Per realizzare il nostro progetto è stato fondamentale la pluralità di voci, di storie e di competenze. Nel corso del lavoro è stato determinante avere un gruppo di adulti esperti sugli argomenti più tecnici trattati nella mostra. Ma anche giovani designer con le loro diverse competenze che ci hanno permesso di sviluppare concretamente il sito e l’area in presenza con idee originali e creative. Poi un comitato organizzativo ha coordinato il lavoro di tutti. Molte persone ci hanno dato una mano in questi due anni, su tanti fronti diversi, il loro entusiasmo e la loro curiosità ci ha aiutato a moltiplicare le competenze. La scelta delle voci che abbiamo intervistato ci aiuta a presentare ambiti e idee diverse, ma anche sfaccettature e punti di vista nuovi che approfondiscono la storia di Marchionne in Fiat. Questa pluralità di voci, come in una sinfonia ci aiuta a dare voce alle relazioni e alla realtà che lo hanno incontrato. Alla fine, siamo riusciti ad incontrare anche i suoi collaboratori, sindacalisti, giornalisti e professori universitari e anche loro, ciascuno con il tempo e la disponibilità che poteva donare, hanno aggiunto il loro mattone al progetto «Disruptive: la sfida di ricostruire».

 

Durante la cerimonia di inaugurazione è intervenuto anche il presidente Sergio Mattarella (vedi video), il quale ha richiamato all’importanza di avere il coraggio della responsabilità e di farsi costruttori, anche con spirito critico, del futuro. Rispetto al lavoro che state facendo, lo straordinario titolo del Meeting: «Il coraggio di dire Io», cosa dice a un gruppo come il vostro?

Nella terza sezione della mostra spieghiamo che per noi avere “il coraggio di dire Io” significa, innanzitutto, esserci messi in gioco proprio attraverso questo progetto.

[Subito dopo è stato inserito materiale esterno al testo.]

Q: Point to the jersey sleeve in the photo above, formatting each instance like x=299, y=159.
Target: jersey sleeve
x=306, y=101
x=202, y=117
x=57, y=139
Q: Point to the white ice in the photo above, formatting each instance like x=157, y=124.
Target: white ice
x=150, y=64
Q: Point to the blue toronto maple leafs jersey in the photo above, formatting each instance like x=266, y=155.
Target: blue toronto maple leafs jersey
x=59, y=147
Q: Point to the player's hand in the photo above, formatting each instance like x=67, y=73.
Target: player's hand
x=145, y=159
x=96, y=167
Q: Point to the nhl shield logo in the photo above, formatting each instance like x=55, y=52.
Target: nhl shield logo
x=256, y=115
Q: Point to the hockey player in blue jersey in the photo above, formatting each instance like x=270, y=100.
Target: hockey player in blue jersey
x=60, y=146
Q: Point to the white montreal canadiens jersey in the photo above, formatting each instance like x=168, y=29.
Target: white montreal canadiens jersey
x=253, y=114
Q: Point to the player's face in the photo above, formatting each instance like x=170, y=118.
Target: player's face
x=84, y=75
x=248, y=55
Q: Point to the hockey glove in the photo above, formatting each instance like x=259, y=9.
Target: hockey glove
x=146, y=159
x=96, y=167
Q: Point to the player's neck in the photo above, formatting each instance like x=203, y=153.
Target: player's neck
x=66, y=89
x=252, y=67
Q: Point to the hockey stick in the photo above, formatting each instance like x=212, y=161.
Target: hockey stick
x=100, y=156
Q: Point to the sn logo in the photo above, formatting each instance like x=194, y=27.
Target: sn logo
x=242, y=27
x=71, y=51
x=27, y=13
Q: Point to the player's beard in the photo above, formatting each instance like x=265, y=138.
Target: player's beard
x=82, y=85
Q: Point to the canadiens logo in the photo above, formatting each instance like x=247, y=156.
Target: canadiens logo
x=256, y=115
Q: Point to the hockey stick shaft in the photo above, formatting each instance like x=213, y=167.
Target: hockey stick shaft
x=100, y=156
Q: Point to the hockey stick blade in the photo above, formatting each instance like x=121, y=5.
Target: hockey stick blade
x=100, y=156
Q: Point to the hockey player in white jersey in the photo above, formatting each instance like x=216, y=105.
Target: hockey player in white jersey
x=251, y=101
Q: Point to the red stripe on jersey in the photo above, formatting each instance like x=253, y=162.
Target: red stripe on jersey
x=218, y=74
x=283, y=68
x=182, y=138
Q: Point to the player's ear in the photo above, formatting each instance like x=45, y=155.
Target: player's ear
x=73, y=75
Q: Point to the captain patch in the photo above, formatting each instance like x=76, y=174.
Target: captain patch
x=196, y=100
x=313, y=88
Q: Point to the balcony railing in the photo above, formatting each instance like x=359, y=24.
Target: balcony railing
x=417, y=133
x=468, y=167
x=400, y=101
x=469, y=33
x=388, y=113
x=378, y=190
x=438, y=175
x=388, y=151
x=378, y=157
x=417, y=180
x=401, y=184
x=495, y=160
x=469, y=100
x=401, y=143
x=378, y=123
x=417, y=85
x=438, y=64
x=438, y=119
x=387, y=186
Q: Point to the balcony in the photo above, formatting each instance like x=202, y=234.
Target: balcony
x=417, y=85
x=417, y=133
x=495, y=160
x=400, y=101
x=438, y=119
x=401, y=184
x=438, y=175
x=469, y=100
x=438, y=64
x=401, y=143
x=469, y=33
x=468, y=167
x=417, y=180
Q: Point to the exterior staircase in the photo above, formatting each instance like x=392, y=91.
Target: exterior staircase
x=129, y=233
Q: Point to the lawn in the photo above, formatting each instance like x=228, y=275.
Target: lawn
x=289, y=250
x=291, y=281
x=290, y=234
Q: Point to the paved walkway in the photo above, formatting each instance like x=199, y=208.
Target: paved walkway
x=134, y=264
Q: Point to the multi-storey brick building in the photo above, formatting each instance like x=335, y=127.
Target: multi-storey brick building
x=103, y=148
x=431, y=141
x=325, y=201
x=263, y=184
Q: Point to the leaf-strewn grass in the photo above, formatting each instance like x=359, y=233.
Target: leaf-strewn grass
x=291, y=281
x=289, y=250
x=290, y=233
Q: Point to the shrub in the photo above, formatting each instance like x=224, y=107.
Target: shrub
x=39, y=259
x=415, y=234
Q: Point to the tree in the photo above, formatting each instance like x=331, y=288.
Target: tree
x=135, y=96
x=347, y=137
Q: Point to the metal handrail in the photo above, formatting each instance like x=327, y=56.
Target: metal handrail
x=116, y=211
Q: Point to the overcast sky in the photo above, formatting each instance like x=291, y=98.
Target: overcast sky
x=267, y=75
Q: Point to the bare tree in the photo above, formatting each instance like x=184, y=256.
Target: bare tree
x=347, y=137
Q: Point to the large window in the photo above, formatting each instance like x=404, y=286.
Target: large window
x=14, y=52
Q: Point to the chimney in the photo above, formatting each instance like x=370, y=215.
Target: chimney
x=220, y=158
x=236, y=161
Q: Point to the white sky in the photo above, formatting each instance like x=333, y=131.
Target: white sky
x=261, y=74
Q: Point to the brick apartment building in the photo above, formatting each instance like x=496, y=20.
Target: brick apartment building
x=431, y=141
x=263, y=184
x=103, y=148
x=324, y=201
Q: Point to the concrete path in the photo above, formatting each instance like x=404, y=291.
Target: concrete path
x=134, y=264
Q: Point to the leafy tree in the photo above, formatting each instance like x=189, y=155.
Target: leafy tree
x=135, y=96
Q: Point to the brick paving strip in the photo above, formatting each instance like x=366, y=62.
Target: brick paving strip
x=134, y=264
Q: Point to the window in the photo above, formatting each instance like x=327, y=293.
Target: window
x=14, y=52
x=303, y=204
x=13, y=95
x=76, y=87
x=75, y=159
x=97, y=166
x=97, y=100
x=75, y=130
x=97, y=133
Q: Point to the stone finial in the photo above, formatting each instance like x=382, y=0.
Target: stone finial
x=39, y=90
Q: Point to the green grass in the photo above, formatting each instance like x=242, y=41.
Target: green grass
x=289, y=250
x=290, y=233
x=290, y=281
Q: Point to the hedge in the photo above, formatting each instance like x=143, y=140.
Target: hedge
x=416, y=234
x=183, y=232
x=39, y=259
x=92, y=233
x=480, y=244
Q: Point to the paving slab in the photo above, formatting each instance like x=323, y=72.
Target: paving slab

È stata la provocazione e l’intuizione di uno di noi che ci ha portato a un risultato in parte inaspettato. Non sarebbe stato così se il coraggio di “dire Io” non fosse avvenuto da parte di tutti coloro che hanno lavorato alla mostra. Per “dire Io” non pensiamo sia necessario fare qualcosa di grande per il mondo ma, nel proprio piccolo e nella quotidianità, significa stare davanti ad ogni impegno e ad ogni sfida nello studio, nel lavoro, nella politica e nella società, con passione e senso di responsabilità. Per questo abbiamo visto come un incoraggiamento a proseguire su questa strada le parole del presidente Mattarella, il quale richiamando anche al titolo dell’edizione del 2016, “Tu sei un bene per me”, ha voluto mettere l’accento sull’importanza per ognuno di noi di rivolgersi ad un “Tu” e ad un “Io”, ad una comunità.